Many people who use lenses have very little understanding in the complexity or the science that goes on behind them. I do not pretend to be an expert on optics but I have spent some time in trying to understand just how complex they are.
I think its first just a good idea to remind ourselves of what light is. It was Isaac Newton,1642 to 1726, who first put forward the idea that light travels in straight lines but acts as waves. Around the same time it was Christian Huygen, 1629 to 1695, who put forward the theory that light is actually made up of particles.
The first lens, as we think of them now, was first developed around the 16th Century and in terms of picture making they where first used by artists in camera obscure for drawing the layout of pictures. The famous Flemish artist Vermeer is thought to have used this to get his perspective correct.
In1835 it was Fox Talbot who used a very simple lens on the camera that he used to produce what has been considered to be the first proper photograph.

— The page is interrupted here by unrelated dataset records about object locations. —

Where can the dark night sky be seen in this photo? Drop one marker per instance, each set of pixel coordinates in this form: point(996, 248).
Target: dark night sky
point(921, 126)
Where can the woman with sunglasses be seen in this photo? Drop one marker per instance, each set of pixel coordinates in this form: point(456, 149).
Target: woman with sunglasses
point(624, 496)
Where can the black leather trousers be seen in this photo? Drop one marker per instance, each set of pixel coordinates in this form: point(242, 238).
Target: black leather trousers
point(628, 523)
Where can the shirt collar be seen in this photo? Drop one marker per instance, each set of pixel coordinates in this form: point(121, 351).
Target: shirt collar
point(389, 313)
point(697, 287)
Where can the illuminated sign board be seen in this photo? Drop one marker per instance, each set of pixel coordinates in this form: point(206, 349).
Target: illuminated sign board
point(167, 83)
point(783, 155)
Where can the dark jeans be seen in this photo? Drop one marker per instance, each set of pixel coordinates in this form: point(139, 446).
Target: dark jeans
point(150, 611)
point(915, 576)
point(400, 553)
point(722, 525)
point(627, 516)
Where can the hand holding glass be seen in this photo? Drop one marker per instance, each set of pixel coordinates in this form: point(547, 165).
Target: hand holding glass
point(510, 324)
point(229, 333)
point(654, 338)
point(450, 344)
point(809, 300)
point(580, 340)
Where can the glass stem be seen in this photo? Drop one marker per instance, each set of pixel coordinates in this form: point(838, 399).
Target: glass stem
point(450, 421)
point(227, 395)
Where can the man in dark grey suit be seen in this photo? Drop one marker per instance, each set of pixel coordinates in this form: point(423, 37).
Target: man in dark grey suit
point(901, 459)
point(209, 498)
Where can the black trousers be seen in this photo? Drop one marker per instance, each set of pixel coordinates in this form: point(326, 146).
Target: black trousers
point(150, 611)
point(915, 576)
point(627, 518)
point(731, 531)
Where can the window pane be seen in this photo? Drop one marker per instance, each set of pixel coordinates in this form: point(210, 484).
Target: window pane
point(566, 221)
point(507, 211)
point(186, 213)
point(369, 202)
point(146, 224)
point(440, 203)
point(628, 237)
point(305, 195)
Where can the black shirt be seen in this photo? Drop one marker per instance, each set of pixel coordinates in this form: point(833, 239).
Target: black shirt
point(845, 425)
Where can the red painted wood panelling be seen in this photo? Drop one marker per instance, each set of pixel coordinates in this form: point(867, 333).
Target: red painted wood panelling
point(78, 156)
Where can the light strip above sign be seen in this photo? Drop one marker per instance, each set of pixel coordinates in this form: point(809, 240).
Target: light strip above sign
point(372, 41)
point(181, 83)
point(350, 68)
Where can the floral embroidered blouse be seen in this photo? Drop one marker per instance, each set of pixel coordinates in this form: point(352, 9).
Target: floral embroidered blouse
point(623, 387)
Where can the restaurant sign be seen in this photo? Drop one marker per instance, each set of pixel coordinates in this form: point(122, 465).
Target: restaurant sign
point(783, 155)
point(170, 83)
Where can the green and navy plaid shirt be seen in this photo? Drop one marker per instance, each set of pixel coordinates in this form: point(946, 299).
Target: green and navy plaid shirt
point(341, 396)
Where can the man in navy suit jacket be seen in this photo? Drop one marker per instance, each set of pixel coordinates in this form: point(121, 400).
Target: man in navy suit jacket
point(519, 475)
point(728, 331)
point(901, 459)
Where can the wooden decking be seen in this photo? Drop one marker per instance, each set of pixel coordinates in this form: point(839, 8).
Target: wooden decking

The window at Fox Talbot taken in 1835, at his house which was Lacock Abby, Wiltshire, now a National Trust property.
The early photographers used a simple lens for their pictures, not only were the pictures not very sharp but they also often had vignetting in the corners, this was because the photographic plate was not in the centre of good definition. The problem is that a lens has to be round but needs to produce an image for a square sensor, this sensor needs to be in the area of good definition.
In this illustration a single lens is focused on a sheet of paper, you can see the image fall off around the edges of the image very clearly.
A simple lens is not very good at producing a good image because it has many aberrations as well as producing distortions.